# Load modules

In [None]:
import numpy as np
import pandas as pd 
import matplotlib.pyplot as plt
import seaborn as sns

from ipywidgets import interact, interactive, fixed, interact_manual
import ipywidgets as widgets

from keras.layers import Input, Dense
from keras.models import Model

from sklearn.model_selection import train_test_split
from sklearn.preprocessing import StandardScaler

from scipy.stats import percentileofscore

import pyod
from pyod.models.abod import ABOD
from pyod.models.auto_encoder import AutoEncoder
from pyod.models.cblof import CBLOF
from pyod.models.feature_bagging import FeatureBagging
from pyod.models.hbos import HBOS
from pyod.models.iforest import IForest
from pyod.models.knn import KNN
from pyod.models.loci import LOCI
from pyod.models.lof import LOF
from pyod.models.lscp import LSCP
from pyod.models.mcd import MCD
from pyod.models.ocsvm import OCSVM
from pyod.models.pca import PCA
from pyod.models.sos import SOS
from pyod.models.xgbod import XGBOD

import lime
import lime.lime_tabular
import shap
shap.initjs()
from helper.pdp import compute_pdp, plot_pdp, plot_ice

from time import time
from copy import deepcopy
import dill
import warnings
warnings.filterwarnings("default", category=FutureWarning, module='pyod')
warnings.filterwarnings("default", category=FutureWarning, module='sklearn')

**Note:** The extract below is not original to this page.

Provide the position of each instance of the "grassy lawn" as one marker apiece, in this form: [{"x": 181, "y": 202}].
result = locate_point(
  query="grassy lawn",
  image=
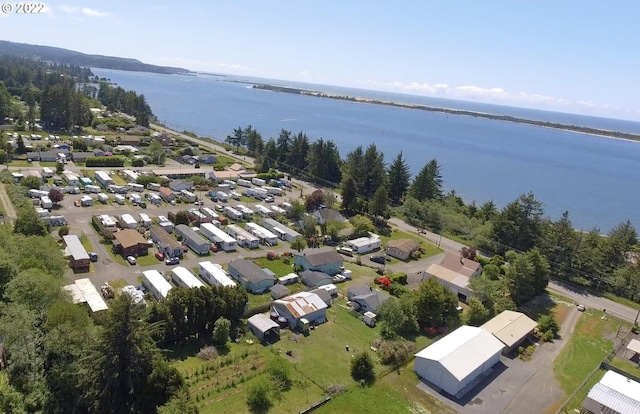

from IPython.display import Markdown, display
def printmd(string):
    display(Markdown(string))

# Prepare input

In [None]:
def stat_descr(arr, quantiles=[0, 0.25, 0.5, 0.75, 1.]):       
    n = len(arr)
    mu = np.mean(arr)
    std = np.std(arr)
    q_vals = np.quantile(arr, quantiles)
    
    def custom_format(x):
        if x > 50: return '{:^12.0f}'.format(x)
        else: return '{:^12.2f}'.format(x)
    q_str_perc = (''+'|').join(['{:8.0f}%   '.format(q*100) for q in quantiles])
    q_str_vals = (''+'|').join([custom_format(q) for q in q_vals])
    line = '-------------'*len(quantiles) 
    print(f'{n} values\n{mu:.3f} +/- {std:.3f}\n{q_str_perc}\n{line}\n{q_str_vals}\n')
    
# x = (np.random.randn(100)+5)
# stat_descr(x)
# stat_descr(x, quantiles=[0.1, 0.2, 0.3, 0.4, 0.5, 0.6, 0.7, 0.8])

In [None]:
%%time 
fname_df_orig = 'data/trending_merged_LHC18q_withGraphs.csv'
df_orig = pd.read_csv(fname_df_orig)

target_col = 'alias_global_Warning'
#----------

df = df_orig[[c for c in df_orig.columns if 
              ('gr' not in c and 'alias' not in c and 'Unnamed' not in c)
              and c != 'dataType.fString'
              or c == target_col
             ]]
rename = lambda c: c if c != target_col else 'bad'
df.columns = [rename(c) for c in df.columns]

good_idx = df['bad'] == 0
bad_idx  = df['bad'] == 1

In [None]:
sens_vars = pd.read_csv('data/sensitive_variables_list.csv', sep=':')
sens_vars = [var[:-2] for var in sens_vars] + ['bad']

df = df[sens_vars]

# Train model

In [None]:
%%time
# out_det = KNN(n_neighbors=3, method='mean')  # method, n_neighbours


data = df.drop(['bad'], axis=1)
data = data.drop(['oroc_A_side', 'oroc_C_side', 'iroc_A_side', 'iroc_C_side'], axis=1)
x = data.to_numpy()
scaler = StandardScaler(with_mean=False, with_std=False) 
x_s = scaler.fit_transform(x)
# data_s = (data - data.mean()) / data.std()
X = pd.DataFrame(x_s, columns=data.columns)
y = df['bad']
col_names = X.columns

# out_det = ABOD(n_neighbors=15)
# out_det = CBLOF()
# out_det = HBOS()
# out_det = IForest(100, contamination=0.04)
# out_det = KNN(n_neighbors=5)
# out_det = LOCI()
# out_det = LOF()
# out_det = LSCP()
# out_det = MCD()
# out_det = OCSVM(gamma=0.1)
# out_det = PCA(n_components=10, whiten=True)
# out_det = SOS()
# out_det = XGBOD()
out_det = AutoEncoder(hidden_neurons=[16,4,16], dropout_rate=0.4, 
                      validation_size=0.2,
#                       epochs=100, 
#                       l2_regularizer=0.,
                      verbose=2)
out_det.fit(X);
# scores = out_det.decision_scores_

####
# SPLIT HERE
####

clf = out_det

modelname = 'AE'
method='linear'

def score(X):
    return clf.predict_proba(X, method=method)[:,1]

scores = score(X)
stat_descr(scores, quantiles=[0, 0.05, 0.25, 0.5, 0.75, 0.95, 1.])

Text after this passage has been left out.